Alexander De Croo épingle la versatilité de la politique extérieure américaine

Le ministre belge de la Coopération, Alexander De Croo, s’est montré critique mercredi à propos de la politique américaine dans le conflit syrien. Il juge que celle-ci change trop facilement en fonction de l’interlocuteur et des circonstances. L’ancien président Obama avait promis qu’il agirait contre la Syrie en cas de recours aux armes chimiques. Une « ligne rouge » franchie à l’été 2013 mais Washington avait renoncé à une intervention militaire. Aux yeux du ministre belge, ne pas donner suite à ce discours constitue une « faute ». « Mais le problème aujourd’hui, ce n’est pas ce qui n’a pas eu lieu mais qu’il n’y a pas de ligne (de conduite) dans la politique étrangère américaine, qu’elle tourne en fonction du vent », a-t-il déclaré sur le plateau de l’émission « Ter Zake ».
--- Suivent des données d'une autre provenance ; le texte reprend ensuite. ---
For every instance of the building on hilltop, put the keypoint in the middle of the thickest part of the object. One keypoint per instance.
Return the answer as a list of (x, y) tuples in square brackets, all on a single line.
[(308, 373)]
Le vice-premier ministre Open Vld épingle notamment les changements d’attitude de l’administration Trump envers le président syrien Bachar El-Assad dont le maintien au pouvoir pose ou ne pose pas de problème selon la personne qui s’exprime.

« Il y a un vide aujourd’hui rempli par la Russie et la Turquie », constate M. De Croo qui appelle à un réveil de l’Union européenne.

Après l’attaque chimique perpétrée dans la province d’Idleb, l’ambassadrice des Etats-Unis aux Nations-Unies a évoqué une possible action unilatérale en Syrie. Le ministre belge a mis en garde contre toute réaction « impulsive » et « précipitée ». Il faut attendre les résultats de l’enquête internationale, a-t-il plaidé.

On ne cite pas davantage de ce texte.